The U.K. financial industry watchdog once again sounds a warning over Binance’s backdoor re-entry into the country’s regulated financial market. Binance recently launched a payments subsidiary through which it invested in a regulated U.K. entity, but the Financial Conduct Authority (FCA) says the exchange’s track record makes the deal a great concern.
Binance announced the launch of Bifinity on March 7, describing it as the exchange’s “official fiat-to-crypto payments provider.” It said that Bifinity would avail services such as seamless buying and selling of digital assets and payment integrations to merchants through plug-and-play APIs.
It’s the tie-up between the newly-launched entity (although Bifinity has been operational for months before the March 7 announcement under the name Binance UAB) and one FCA-regulated firm that has the regulator concerned.
Binance announced that Bifnity had entered into a strategic partnership with Eqonex limited (NASDAQ: EQOS), a Nasdaq-listed digital asset firm that operates an exchange, the Digivault digital asset custodian, and the Bletchley Park Asset Management unit.
As the FCA revealed in its statement, Digivault is one of the entities registered by the watchdog under the Money Laundering Regulations.
“As a result of the transaction, individuals and entities that are part of the Binance Group may have become beneficial owners of Digivault for the purposes of the MLRs,” the regulator said.
As Binance stated in its press release, Bifinity would invest $36 million through a convertible loan with an 18-month maturity. Its initial conversion price is $1.89 per share.
Eqonex revealed more details about the loan and just how much control the tie-up would give Binance in the publicly-traded entity. Through Bifinity, Binance can appoint the CEO, CFO, and Chief Legal Officer and nominate two seats on the firm’s board of directors.

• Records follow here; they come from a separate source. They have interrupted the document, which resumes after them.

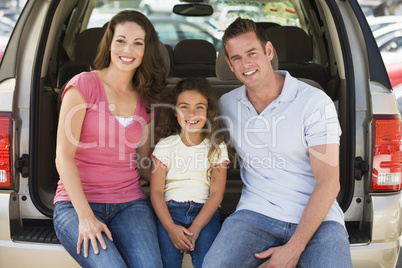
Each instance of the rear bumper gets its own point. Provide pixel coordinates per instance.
(375, 255)
(22, 255)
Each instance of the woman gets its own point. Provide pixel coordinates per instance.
(103, 135)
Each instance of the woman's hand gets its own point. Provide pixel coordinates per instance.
(90, 229)
(194, 237)
(180, 238)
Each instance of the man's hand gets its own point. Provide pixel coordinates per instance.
(283, 256)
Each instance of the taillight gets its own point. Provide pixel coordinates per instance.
(386, 169)
(6, 126)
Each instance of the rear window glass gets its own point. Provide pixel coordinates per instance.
(172, 28)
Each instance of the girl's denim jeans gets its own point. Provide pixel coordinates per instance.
(184, 214)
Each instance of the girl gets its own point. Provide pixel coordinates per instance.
(189, 172)
(104, 121)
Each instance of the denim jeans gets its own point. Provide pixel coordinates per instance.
(133, 228)
(184, 214)
(246, 232)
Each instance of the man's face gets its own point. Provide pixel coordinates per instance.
(247, 59)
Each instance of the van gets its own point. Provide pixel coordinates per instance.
(327, 43)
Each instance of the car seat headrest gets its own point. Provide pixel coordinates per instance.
(86, 45)
(166, 58)
(293, 44)
(194, 51)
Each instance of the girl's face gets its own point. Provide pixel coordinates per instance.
(191, 111)
(128, 46)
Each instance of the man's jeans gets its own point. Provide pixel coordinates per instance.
(133, 228)
(245, 233)
(183, 214)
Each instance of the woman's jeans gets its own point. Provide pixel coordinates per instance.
(133, 228)
(245, 233)
(183, 214)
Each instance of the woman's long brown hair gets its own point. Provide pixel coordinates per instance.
(149, 79)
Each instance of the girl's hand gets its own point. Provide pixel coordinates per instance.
(194, 237)
(90, 229)
(180, 238)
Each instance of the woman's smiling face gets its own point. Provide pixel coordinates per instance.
(128, 46)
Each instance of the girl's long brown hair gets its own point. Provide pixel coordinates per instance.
(149, 79)
(167, 124)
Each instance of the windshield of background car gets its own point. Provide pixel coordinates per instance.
(172, 28)
(8, 18)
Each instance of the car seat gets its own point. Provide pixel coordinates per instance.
(194, 57)
(295, 53)
(86, 47)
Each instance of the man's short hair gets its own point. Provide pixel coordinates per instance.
(242, 26)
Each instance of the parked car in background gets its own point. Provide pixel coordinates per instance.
(11, 14)
(377, 23)
(171, 31)
(51, 42)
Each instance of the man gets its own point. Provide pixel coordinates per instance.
(287, 135)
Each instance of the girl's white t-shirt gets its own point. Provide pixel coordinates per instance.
(186, 175)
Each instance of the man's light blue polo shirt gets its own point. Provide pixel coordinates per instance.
(273, 146)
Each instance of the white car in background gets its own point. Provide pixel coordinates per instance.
(52, 36)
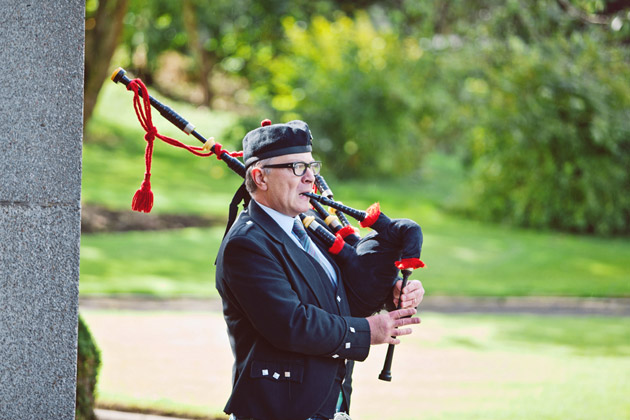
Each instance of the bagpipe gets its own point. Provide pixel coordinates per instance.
(371, 265)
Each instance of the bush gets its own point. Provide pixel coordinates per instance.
(551, 144)
(88, 364)
(355, 86)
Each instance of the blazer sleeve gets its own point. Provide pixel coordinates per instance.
(261, 287)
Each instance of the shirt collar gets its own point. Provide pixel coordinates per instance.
(285, 222)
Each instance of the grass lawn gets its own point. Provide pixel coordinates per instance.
(463, 257)
(453, 367)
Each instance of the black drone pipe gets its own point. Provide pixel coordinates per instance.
(233, 163)
(359, 262)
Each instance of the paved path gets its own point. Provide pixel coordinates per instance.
(527, 305)
(122, 415)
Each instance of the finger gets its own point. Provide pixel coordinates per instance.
(400, 313)
(406, 321)
(401, 331)
(393, 340)
(411, 286)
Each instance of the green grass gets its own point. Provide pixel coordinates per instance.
(163, 264)
(452, 367)
(463, 257)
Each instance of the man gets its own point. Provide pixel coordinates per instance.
(284, 303)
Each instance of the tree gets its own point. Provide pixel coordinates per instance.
(103, 27)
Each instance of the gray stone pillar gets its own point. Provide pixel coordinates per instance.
(41, 106)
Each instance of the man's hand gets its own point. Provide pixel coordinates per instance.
(384, 327)
(412, 295)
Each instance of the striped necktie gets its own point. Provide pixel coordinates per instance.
(310, 248)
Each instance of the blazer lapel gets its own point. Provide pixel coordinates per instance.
(313, 276)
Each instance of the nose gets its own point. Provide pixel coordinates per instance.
(309, 176)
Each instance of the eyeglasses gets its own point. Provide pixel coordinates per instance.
(299, 168)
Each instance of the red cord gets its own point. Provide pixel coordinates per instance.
(143, 199)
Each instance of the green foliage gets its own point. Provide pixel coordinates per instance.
(550, 146)
(357, 86)
(88, 365)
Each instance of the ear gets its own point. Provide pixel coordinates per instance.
(258, 175)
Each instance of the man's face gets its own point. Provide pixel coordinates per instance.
(282, 189)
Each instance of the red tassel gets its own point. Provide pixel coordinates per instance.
(143, 198)
(346, 230)
(337, 246)
(372, 214)
(409, 263)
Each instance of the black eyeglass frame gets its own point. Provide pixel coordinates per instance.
(315, 166)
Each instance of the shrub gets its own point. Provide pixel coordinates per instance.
(88, 364)
(551, 144)
(356, 87)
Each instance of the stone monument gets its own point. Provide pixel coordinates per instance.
(41, 106)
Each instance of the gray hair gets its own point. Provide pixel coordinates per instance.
(249, 179)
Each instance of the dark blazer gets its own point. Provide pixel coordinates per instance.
(288, 328)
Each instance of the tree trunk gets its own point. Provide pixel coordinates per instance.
(102, 35)
(195, 44)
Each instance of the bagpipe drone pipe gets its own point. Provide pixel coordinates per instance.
(370, 265)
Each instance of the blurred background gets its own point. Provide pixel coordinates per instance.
(501, 127)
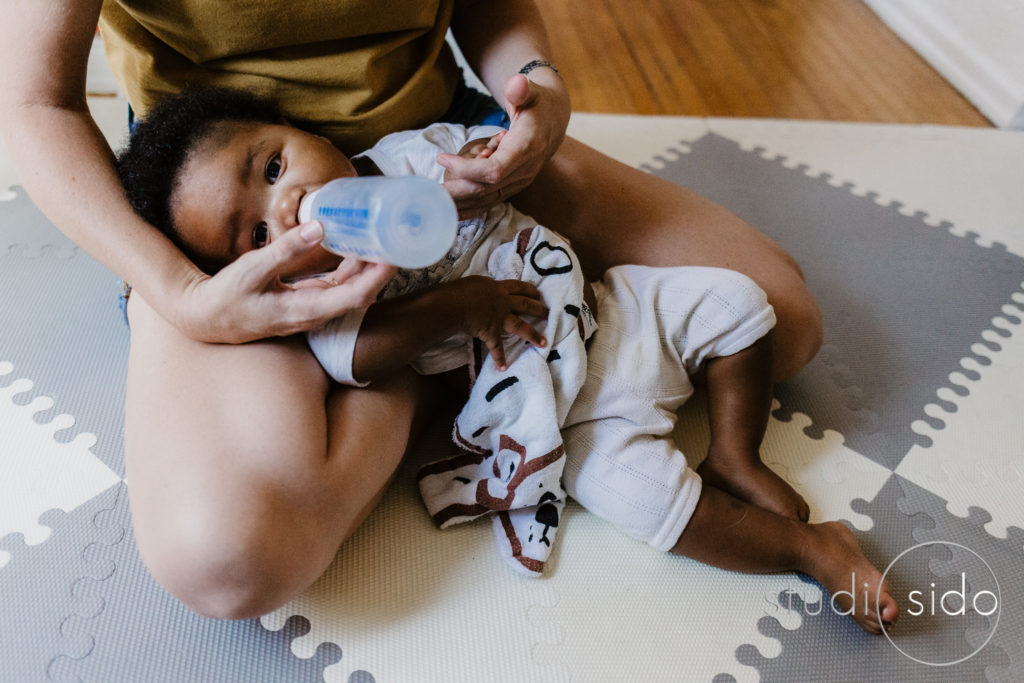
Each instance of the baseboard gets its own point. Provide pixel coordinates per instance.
(963, 58)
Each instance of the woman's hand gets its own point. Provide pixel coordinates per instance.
(539, 108)
(493, 308)
(247, 299)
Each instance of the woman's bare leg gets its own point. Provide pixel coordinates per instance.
(730, 534)
(616, 214)
(246, 469)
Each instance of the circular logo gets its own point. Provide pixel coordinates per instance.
(946, 619)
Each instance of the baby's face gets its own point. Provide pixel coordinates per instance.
(241, 188)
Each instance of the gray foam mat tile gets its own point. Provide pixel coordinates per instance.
(59, 325)
(25, 227)
(828, 647)
(887, 283)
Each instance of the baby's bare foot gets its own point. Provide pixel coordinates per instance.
(750, 479)
(854, 585)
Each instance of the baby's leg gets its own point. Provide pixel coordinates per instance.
(738, 404)
(727, 532)
(642, 485)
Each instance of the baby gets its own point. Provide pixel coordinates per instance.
(223, 173)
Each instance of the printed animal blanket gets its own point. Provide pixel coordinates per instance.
(509, 430)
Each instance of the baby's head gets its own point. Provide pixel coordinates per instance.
(221, 172)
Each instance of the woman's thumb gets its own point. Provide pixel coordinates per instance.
(519, 91)
(289, 247)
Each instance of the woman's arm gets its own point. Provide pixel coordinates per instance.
(67, 166)
(499, 38)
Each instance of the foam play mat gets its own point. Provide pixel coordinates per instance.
(907, 427)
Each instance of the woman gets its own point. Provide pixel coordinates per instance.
(248, 467)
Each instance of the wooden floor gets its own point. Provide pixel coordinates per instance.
(824, 59)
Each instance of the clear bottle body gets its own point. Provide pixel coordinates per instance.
(409, 221)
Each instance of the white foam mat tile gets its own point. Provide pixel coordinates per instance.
(967, 464)
(409, 602)
(627, 612)
(40, 472)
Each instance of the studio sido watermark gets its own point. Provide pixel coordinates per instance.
(934, 612)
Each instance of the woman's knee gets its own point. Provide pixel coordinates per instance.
(230, 568)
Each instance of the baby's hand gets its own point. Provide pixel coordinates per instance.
(493, 307)
(480, 148)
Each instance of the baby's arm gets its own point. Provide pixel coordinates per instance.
(395, 332)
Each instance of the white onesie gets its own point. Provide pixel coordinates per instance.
(657, 326)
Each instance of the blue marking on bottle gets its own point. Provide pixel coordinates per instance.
(351, 218)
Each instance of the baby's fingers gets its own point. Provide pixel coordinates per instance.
(523, 330)
(493, 340)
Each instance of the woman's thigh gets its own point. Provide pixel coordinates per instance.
(246, 468)
(615, 214)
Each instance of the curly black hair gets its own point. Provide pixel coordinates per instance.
(160, 144)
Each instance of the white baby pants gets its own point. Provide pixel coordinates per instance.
(655, 328)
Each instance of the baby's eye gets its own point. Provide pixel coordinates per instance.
(259, 236)
(272, 171)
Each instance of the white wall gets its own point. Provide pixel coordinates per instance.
(977, 45)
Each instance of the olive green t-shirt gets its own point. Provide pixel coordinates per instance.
(350, 70)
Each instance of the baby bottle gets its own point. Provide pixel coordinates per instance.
(409, 221)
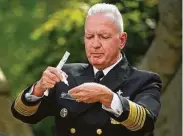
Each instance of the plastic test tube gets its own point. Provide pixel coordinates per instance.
(59, 66)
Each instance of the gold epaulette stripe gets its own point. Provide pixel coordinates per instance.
(23, 109)
(136, 117)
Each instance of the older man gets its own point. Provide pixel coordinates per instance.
(112, 97)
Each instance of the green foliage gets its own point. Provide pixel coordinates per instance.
(35, 34)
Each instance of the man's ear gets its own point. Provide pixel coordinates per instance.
(123, 38)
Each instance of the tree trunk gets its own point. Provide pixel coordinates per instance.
(164, 57)
(169, 122)
(9, 126)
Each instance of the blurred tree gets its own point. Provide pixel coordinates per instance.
(35, 34)
(9, 126)
(164, 57)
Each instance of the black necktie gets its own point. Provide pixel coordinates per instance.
(98, 76)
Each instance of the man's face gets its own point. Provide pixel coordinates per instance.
(103, 41)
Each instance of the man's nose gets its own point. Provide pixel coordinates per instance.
(96, 42)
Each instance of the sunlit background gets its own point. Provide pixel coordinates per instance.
(35, 34)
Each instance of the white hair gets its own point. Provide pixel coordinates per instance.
(108, 8)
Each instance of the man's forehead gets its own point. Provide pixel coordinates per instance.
(103, 23)
(101, 16)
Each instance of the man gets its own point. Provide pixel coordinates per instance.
(112, 98)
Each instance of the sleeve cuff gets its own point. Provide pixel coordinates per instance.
(116, 106)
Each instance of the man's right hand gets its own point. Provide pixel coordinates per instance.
(49, 78)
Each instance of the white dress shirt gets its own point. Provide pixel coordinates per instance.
(116, 106)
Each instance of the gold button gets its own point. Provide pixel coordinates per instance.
(73, 130)
(99, 131)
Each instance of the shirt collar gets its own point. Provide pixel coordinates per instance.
(106, 70)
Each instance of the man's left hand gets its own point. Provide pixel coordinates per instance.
(91, 93)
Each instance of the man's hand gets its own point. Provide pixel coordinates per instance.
(49, 78)
(92, 92)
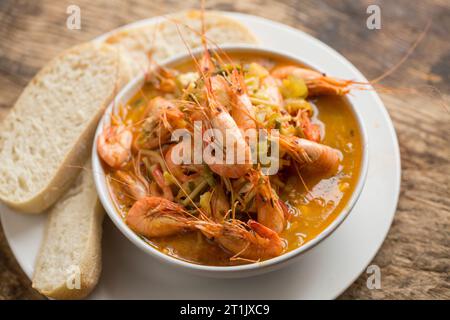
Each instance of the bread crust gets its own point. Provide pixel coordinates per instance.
(73, 160)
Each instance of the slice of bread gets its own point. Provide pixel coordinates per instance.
(163, 40)
(69, 262)
(48, 134)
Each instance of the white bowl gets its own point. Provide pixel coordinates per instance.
(218, 271)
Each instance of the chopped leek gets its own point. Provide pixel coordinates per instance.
(294, 87)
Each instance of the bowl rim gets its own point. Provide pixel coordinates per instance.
(135, 84)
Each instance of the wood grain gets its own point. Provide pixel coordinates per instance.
(415, 258)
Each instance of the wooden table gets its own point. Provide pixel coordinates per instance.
(415, 258)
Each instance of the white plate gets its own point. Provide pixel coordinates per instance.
(322, 273)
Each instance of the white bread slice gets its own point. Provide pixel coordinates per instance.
(71, 250)
(48, 134)
(163, 40)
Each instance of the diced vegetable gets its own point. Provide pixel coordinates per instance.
(293, 87)
(294, 105)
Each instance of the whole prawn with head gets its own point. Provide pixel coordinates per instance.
(228, 152)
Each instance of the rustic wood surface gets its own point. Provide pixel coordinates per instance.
(415, 258)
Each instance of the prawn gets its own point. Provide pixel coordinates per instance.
(252, 241)
(222, 120)
(314, 158)
(317, 83)
(271, 210)
(114, 146)
(153, 217)
(181, 172)
(161, 117)
(135, 187)
(219, 204)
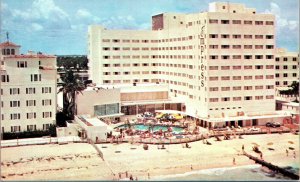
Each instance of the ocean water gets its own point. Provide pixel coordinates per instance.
(237, 173)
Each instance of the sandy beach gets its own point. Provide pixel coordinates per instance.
(79, 161)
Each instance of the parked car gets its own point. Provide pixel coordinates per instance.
(273, 124)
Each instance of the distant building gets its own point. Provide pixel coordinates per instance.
(28, 89)
(286, 68)
(221, 62)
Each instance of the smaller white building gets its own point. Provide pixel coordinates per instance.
(95, 128)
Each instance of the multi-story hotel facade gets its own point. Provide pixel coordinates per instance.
(221, 62)
(28, 89)
(286, 68)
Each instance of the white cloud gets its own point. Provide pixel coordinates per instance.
(36, 27)
(282, 22)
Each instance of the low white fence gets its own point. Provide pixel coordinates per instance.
(40, 141)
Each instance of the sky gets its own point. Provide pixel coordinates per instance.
(60, 26)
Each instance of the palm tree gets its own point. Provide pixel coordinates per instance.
(70, 88)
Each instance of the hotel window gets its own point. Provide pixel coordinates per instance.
(247, 46)
(236, 67)
(236, 77)
(213, 46)
(30, 103)
(258, 77)
(225, 78)
(213, 67)
(236, 21)
(259, 87)
(236, 36)
(236, 57)
(258, 67)
(247, 22)
(14, 103)
(30, 90)
(213, 99)
(247, 57)
(237, 98)
(14, 91)
(46, 89)
(31, 115)
(236, 88)
(213, 89)
(247, 36)
(236, 46)
(31, 127)
(35, 77)
(47, 114)
(247, 87)
(225, 46)
(22, 64)
(248, 98)
(247, 77)
(224, 21)
(46, 102)
(46, 126)
(259, 22)
(15, 128)
(225, 99)
(258, 56)
(259, 97)
(214, 36)
(213, 78)
(213, 21)
(4, 78)
(225, 67)
(259, 46)
(213, 57)
(225, 57)
(225, 88)
(225, 36)
(15, 116)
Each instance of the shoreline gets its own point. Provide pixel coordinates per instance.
(79, 161)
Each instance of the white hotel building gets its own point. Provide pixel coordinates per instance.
(28, 89)
(221, 62)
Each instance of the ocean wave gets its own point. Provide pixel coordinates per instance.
(210, 172)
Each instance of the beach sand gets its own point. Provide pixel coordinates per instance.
(79, 161)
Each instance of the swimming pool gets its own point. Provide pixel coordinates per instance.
(142, 127)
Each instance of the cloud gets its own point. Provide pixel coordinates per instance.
(282, 22)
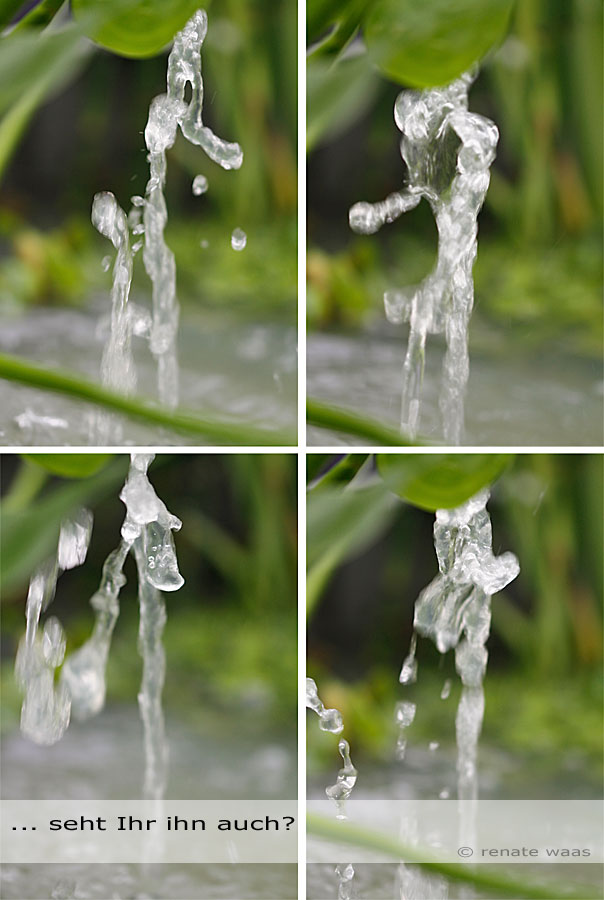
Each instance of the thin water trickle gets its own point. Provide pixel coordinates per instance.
(147, 533)
(454, 611)
(347, 778)
(149, 216)
(46, 709)
(448, 152)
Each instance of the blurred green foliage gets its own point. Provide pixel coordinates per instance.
(231, 637)
(539, 269)
(79, 130)
(543, 684)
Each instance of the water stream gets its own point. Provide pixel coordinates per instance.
(46, 710)
(331, 720)
(448, 151)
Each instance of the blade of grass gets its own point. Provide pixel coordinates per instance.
(71, 385)
(480, 876)
(344, 422)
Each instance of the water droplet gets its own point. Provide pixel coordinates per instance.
(238, 239)
(200, 185)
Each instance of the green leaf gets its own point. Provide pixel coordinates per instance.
(489, 878)
(63, 57)
(336, 94)
(323, 468)
(424, 43)
(440, 481)
(137, 28)
(69, 384)
(339, 524)
(32, 59)
(28, 536)
(322, 415)
(70, 465)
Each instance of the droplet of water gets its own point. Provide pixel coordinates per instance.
(200, 185)
(238, 239)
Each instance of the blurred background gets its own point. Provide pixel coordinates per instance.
(231, 634)
(538, 274)
(84, 134)
(543, 718)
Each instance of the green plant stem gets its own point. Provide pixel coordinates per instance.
(335, 419)
(480, 876)
(25, 486)
(70, 385)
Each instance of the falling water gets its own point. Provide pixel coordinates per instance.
(149, 217)
(454, 610)
(448, 151)
(147, 532)
(331, 720)
(46, 710)
(166, 113)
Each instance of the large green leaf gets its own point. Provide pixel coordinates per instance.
(430, 42)
(440, 481)
(135, 28)
(31, 59)
(30, 535)
(70, 465)
(323, 468)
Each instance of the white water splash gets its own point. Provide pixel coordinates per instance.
(117, 365)
(46, 709)
(147, 532)
(329, 719)
(238, 239)
(347, 778)
(200, 185)
(455, 612)
(166, 113)
(448, 151)
(149, 216)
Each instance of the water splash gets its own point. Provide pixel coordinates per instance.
(404, 714)
(147, 533)
(200, 185)
(329, 719)
(117, 364)
(448, 151)
(454, 611)
(347, 778)
(238, 239)
(149, 216)
(166, 113)
(46, 709)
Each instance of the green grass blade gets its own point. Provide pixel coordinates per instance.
(480, 876)
(70, 385)
(344, 422)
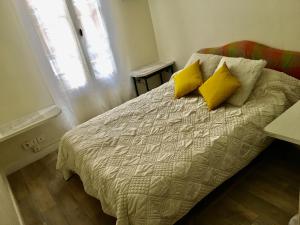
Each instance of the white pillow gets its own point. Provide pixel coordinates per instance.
(247, 71)
(208, 62)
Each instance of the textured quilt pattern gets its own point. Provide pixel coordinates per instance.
(150, 160)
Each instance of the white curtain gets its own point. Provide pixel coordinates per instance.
(85, 76)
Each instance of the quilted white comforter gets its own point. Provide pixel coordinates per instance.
(150, 160)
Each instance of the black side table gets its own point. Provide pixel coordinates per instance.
(151, 70)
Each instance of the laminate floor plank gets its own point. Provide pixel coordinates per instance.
(264, 193)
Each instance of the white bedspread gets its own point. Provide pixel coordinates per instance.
(150, 160)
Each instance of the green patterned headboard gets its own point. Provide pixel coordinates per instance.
(280, 60)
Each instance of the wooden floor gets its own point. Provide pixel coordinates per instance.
(264, 193)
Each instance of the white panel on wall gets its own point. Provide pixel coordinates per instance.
(22, 90)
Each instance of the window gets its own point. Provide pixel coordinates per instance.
(74, 56)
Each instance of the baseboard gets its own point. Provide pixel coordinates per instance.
(30, 159)
(9, 211)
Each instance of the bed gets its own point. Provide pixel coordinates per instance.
(151, 159)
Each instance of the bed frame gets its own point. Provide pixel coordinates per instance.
(280, 60)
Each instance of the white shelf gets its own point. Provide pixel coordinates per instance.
(27, 122)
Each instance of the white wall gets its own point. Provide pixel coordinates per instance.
(185, 26)
(22, 90)
(132, 18)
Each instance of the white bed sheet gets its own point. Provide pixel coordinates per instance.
(150, 160)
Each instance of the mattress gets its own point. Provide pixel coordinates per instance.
(150, 160)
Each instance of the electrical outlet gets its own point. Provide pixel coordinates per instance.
(40, 138)
(36, 148)
(26, 145)
(34, 144)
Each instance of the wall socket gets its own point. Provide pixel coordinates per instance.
(34, 144)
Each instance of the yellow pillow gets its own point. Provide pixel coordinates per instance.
(219, 87)
(187, 80)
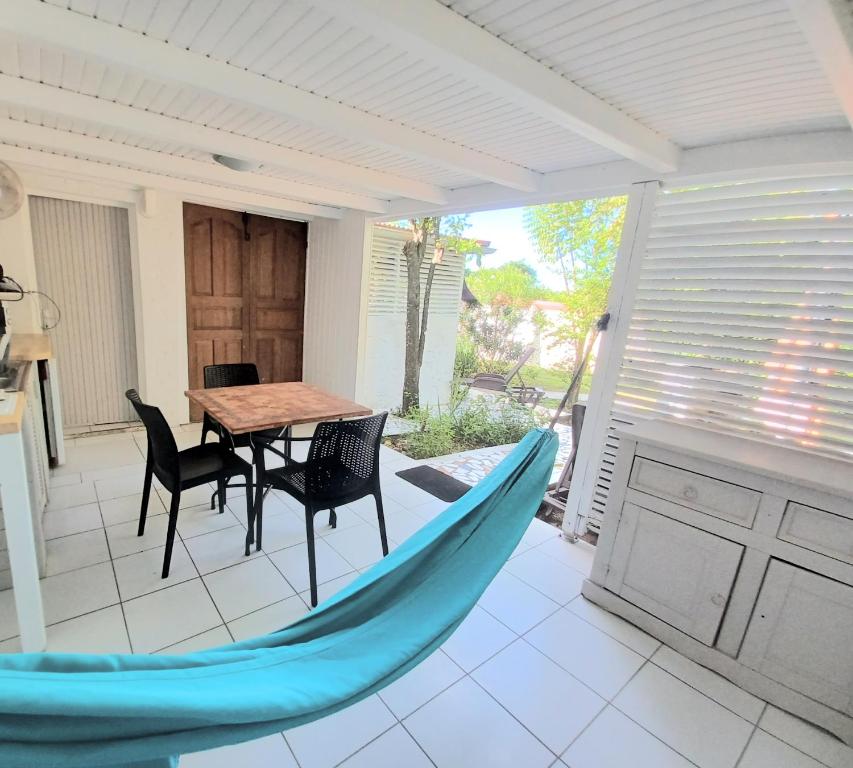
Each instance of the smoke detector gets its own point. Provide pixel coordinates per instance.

Binance would effectively get a backdoor into the U.K. payments system with the investment. As the FCA revealed, this would be against its explicit orders under which it doesn’t permit Binance to undertake any regulated activities without the regulator’s written consent.
“This requirement was put in place because, in the FCA’s view, Binance Markets is not capable of being effectively supervised,” it said.
The regulator further said it was blindsided and didn’t get to probe the deal before it was closed.
“The FCA did not have powers to assess the fitness and propriety of the new beneficial owners or the change in control before the transaction was completed,” it said, further claiming that it has the power to thwart the deal.
“The FCA can take steps to suspend or cancel the registration of a cryptoasset business if it is not satisfied the firm or its beneficial owner is fit and proper. The FCA also has powers to suspend or cancel a firm’s cryptoasset registration on a number of grounds, including where a firm has not complied with obligations under the Money Laundering Regulations,” it added.
Chi-Won Yoon, the Eqonex chairman, declined to comment on the regulator’s concerns, saying that his firm had partnered with the embattled exchange since they “share a vision to build a digital asset ecosystem that provides institutions and individuals with safe, compliant and regulated access.”
This is the second time in less than a month that the FCA is expressing concern over Binance’s attempts to re-access the U.K. payments industry, from which it was booted by the watchdog.
As CoinGeek reported in late February, Binance had partnered with Paysafe, a regulated payment processor, which effectively gave it access to the market it had been banished from in June last year.